Ahmeti réagit à Besa Gager: Il a dit que nous avions un déficit, je pense qu'il voulait dire le moi.

Le maire de Pristina, Shpend Ahmeti, par l'intermédiaire d'un poste FB, a contrecarré l'adjoint du LDK, Besa Gageri, qui l'a critiqué, lui disant que son budget municipal est tout déficitaire. Il a dit qu'il ne se soucie pas de la critique, comme il dit Gager confond son déficit avec [...]

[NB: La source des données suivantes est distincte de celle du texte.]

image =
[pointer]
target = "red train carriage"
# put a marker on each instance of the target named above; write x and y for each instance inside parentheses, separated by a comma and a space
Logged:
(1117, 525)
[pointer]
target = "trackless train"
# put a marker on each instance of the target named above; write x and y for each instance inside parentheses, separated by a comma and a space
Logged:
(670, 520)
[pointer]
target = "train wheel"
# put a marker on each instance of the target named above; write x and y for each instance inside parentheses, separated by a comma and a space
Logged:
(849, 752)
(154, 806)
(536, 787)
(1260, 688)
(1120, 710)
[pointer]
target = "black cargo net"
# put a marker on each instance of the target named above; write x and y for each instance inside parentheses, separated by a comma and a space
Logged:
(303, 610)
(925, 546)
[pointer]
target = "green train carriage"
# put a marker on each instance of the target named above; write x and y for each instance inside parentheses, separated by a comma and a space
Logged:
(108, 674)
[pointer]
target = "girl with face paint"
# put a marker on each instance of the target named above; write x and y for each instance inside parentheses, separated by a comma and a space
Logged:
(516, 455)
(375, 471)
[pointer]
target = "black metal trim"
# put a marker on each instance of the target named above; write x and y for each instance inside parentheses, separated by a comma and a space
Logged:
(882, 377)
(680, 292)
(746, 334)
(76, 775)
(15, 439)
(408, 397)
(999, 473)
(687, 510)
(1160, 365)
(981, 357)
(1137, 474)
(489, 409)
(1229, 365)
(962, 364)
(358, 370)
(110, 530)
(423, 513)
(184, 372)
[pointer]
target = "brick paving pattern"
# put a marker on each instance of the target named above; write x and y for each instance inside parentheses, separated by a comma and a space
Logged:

Il a dit qu'il ne se souciait pas de la critique, alors qu'il dit que Gager confondait son déficit avec la loi.
Et à la fin, il dit qu'il n'attaquera pas le LDK ou n'écrasera pas le gouvernement parce qu'il n'a pas ce pouvoir.
Voici son poste complet:
La critique de l'économie comme une attaque contre le parti gouvernemental ne me dérange pas. C'est mon problème que Mme Gager, pour qui j'ai du respect en tant que personne, dit que la municipalité a un déficit de 90%. Ça veut dire que tu nous as sauvés plus que nous après mon arrivée. Je pense qu'il voulait se dire soi-même. La grande différence.
Ces députés votent les budgets. Ils discutent de l'économie. Je comprends que chaque député n'est pas un économiste (M. le député est un économiste), mais nous devrions avoir une connaissance de base. J'invite le député à la réunion de demain dans la municipalité pour discuter de l'économie du pays, des budgets, y compris le budget de Pristina. Je pense qu'il comprendra mieux le budget du Kosovo, qu'il a déjà voté en révision. Pas d'ironie du cynisme. Peut-être qu'il m'explique le déficit de Pristina. Et je vais essayer d'obtenir un milliard de BQK et pourquoi ce n'est ni bon ni raisonnable pour l'instant.
J'ai dit que l'État du Kosovo compte 1 milliard de membres de la CCE (gouvernement, municipalité, institutions). En temps de crise, c'est déraisonnable. Et ici, nous avons échoué en tant que classe politique sans exception.
Je m'excuse, Mlle Gagerius, mais cette crise que je ne vois plus du prisme des partis politiques et de la guerre politique. Je ne veux pas attaquer les toilettes ni faire tomber le gouvernement. Je n'ai pas ce pouvoir. Mais dire des conneries ne peut pas m'arrêter.